Health system indicators showed a significant negative association between publication output and hospital beds (β = −0.0141, 95% CI: −0.0181 to −0.0102, adjusted p < 0.001), indicating countries with higher medical error research tend to have fewer hospital beds. No significant associations were found for current health expenditure as percentage of GDP (β = 1, 95% CI: 0.9–1.0, adjusted p = 0.977) or out-of-pocket expenditure per capita (β = 0.858, 95% CI: −0.022–1.739, adjusted p = 0.134) (Fig 4).

When examining physicians as a predictor of publications, our negative binomial model found no significant relationship (incidence rate ratio = 0.53, 95% CI: 0.23–1.23, adjusted p = 0.144), contrasting with our earlier regression findings by income group (Fig 4).

Hierarchical analysis of R&D and innovation indicators

Regarding R&D indicators, no significant associations was found between publication output and R&D expenditure as percentage of GDP (incidence rate ratio = 581860, 95% CI: 0.01–2 × 10¹³, adjusted p = 0.134) or researchers in R&D per million people (incidence rate ratio = 0.99, 95% CI: 0.99–1.00, adjusted p = 0.160) (Fig 4).

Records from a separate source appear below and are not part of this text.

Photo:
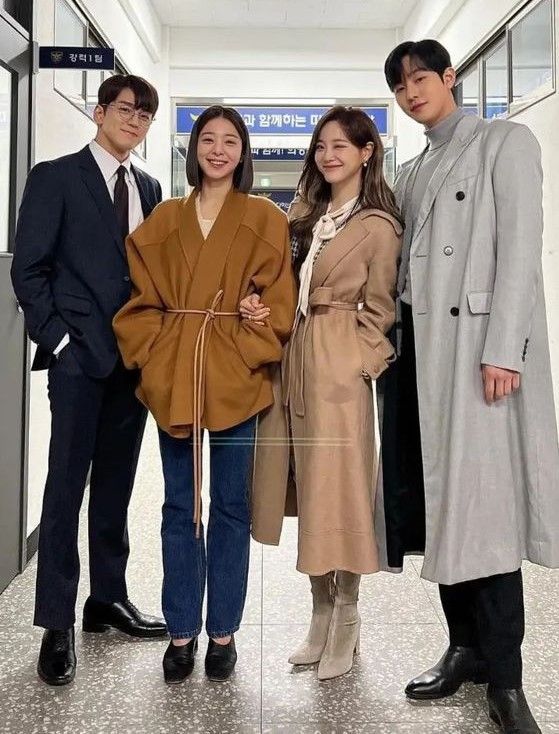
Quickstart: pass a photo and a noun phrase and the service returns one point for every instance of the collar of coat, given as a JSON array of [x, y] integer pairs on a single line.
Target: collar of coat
[[466, 131], [355, 231]]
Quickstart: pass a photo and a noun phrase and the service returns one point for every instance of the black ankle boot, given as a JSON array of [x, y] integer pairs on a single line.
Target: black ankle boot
[[457, 665], [220, 660], [178, 661], [509, 709]]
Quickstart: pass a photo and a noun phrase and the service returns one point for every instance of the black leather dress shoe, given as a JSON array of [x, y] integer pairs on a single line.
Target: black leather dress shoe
[[509, 709], [57, 659], [178, 661], [220, 660], [122, 615], [457, 665]]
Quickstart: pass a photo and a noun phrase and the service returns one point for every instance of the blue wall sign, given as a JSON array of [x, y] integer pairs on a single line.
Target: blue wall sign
[[278, 120], [76, 57]]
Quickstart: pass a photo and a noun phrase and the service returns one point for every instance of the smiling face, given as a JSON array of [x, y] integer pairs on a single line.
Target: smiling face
[[336, 157], [219, 150], [423, 95], [115, 134]]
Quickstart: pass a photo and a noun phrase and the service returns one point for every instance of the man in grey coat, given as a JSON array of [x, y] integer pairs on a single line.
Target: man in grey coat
[[470, 458]]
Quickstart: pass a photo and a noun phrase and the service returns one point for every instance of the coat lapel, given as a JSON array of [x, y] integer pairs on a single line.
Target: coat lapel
[[466, 130], [335, 251], [93, 179], [207, 259]]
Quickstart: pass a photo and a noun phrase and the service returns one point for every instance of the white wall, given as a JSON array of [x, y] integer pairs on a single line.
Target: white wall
[[473, 23], [142, 44], [285, 63]]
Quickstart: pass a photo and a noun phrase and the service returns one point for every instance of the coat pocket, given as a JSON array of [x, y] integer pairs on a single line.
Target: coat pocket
[[70, 302], [480, 301]]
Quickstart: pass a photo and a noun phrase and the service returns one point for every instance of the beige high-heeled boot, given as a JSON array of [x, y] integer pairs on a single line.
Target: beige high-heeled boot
[[345, 626], [310, 650]]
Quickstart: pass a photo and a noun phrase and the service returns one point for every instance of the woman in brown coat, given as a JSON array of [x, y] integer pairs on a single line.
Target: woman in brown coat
[[191, 263], [346, 234]]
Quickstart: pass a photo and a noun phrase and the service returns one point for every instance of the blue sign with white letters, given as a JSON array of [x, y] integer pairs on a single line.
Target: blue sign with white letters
[[76, 57], [278, 120]]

Similarly, models examining intellectual property charges revealed positive but non-significant associations for both intellectual property receipts (β = 7.18 × 10⁶, 95% CI: −5.68 × 10⁶-2.00 × 10⁷, adjusted p = 0.359) and intellectual property payments (β = 6.42 × 10⁶, 95% CI: −3.08 × 10⁷–1.59 × 10⁷, adjusted p = 0.281), suggesting potential but statistically non-robust economic value when controlling for income group differences (Fig 4).

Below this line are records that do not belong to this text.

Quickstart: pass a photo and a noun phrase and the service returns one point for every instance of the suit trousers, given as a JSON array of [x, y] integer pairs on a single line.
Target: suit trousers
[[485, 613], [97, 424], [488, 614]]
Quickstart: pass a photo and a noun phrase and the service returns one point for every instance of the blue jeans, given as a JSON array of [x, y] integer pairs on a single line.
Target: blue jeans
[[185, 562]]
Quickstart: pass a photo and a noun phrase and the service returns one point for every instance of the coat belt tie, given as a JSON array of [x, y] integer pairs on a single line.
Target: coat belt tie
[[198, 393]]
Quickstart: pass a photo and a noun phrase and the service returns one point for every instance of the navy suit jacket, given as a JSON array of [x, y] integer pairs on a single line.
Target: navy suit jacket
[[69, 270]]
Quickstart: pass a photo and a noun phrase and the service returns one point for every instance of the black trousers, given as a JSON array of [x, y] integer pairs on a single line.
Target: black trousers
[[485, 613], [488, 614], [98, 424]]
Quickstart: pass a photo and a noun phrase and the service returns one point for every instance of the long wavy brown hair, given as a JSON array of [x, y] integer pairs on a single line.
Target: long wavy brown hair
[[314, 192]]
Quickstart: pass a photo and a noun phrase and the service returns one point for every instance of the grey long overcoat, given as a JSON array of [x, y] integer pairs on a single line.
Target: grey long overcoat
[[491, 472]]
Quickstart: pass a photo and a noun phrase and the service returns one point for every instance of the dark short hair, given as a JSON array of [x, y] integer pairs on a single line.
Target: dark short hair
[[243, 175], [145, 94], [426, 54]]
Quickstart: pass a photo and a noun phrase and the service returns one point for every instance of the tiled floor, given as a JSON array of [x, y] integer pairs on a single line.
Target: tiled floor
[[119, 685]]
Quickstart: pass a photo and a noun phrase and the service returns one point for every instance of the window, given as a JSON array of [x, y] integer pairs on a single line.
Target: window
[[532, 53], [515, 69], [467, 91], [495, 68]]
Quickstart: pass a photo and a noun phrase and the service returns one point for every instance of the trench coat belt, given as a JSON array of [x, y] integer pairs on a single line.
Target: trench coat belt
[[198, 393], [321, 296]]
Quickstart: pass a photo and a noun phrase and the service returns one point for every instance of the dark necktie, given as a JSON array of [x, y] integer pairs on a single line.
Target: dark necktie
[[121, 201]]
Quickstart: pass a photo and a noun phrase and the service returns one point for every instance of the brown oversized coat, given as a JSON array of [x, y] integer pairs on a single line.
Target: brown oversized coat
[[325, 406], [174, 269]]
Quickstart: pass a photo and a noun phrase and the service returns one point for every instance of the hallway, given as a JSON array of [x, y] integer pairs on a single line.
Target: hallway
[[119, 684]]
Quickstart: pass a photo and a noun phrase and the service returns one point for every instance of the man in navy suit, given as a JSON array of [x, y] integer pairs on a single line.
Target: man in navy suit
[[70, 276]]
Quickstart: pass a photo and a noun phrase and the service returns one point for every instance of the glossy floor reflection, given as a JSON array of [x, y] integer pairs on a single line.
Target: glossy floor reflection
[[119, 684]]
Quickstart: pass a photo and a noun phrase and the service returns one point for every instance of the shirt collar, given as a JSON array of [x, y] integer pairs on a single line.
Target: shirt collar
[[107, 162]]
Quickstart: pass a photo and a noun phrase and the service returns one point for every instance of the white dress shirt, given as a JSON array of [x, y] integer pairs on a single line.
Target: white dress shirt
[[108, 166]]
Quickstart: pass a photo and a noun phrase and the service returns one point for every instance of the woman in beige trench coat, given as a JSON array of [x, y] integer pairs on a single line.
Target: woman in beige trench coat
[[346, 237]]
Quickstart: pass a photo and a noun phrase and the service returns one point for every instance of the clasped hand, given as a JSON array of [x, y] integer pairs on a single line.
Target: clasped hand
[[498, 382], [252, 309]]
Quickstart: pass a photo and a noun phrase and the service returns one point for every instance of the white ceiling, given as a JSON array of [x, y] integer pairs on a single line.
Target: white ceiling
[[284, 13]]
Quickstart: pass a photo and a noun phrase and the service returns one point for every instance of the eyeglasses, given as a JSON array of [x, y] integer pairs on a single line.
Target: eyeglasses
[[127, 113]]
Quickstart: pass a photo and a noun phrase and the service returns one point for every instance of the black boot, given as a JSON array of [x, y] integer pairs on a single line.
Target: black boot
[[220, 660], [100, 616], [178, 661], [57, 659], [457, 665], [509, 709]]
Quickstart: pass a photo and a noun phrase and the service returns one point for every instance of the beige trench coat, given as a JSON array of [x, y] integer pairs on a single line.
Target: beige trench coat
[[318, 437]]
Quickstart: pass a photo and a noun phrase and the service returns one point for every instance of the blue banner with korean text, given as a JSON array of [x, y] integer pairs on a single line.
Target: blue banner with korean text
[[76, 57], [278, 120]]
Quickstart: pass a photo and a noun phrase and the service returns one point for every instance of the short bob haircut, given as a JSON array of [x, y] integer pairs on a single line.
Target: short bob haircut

Hierarchical analysis of financial surgical risk

No significant associations were found between medical error publications and risk of catastrophic expenditure (OR: 0.99, 95% CI: 0.99–1.00, adjusted p = 0.163) or impoverishing expenditure for surgical care (OR: 0.99, 95% CI: 0.99–1.00, adjusted p = 0.488) when accounting for income group clustering.

Limitations

Some limitations should be acknowledged. First, the ecological and observational nature of the study precludes causal inference; associations observed may be influenced by unmeasured confounders such as health policy reforms or institutional practices not captured in national indicators.

Second, the use of scientific publication counts as a proxy for research activity does not account for quality, implementation, or translation into practice. Third, LICs were underrepresented in research output, limiting statistical power and potentially underestimating associations in those contexts. Finally, despite efforts to adjust for heterogeneity, residual confounding related to structural and socio-political factors cannot be ruled out.

Although indicators with high missingness were excluded, remaining incomplete data may have influenced some estimates. Bibliometric databases such as Scopus, Web of Science, and PubMed underrepresent non-English and locally published research, particularly from LICs and LMICs, introducing potential selection bias. Also, reverse causality is possible, as countries with stronger health systems and research infrastructure may both generate more medical error research and achieve better health and financial outcomes.

However, a major strength of this study lies in its novel and integrative design, which combines bibliometric data with a broad set of population-level indicators, analysed longitudinally and stratified by country income level. The use of both stratified and hierarchical modelling approaches strengthens the internal robustness of findings and allows for more nuanced interpretation across diverse contexts.

Moreover, the study addresses a clear gap in the literature, offering empirical insights into the potential population- and health-level influence of medical error research.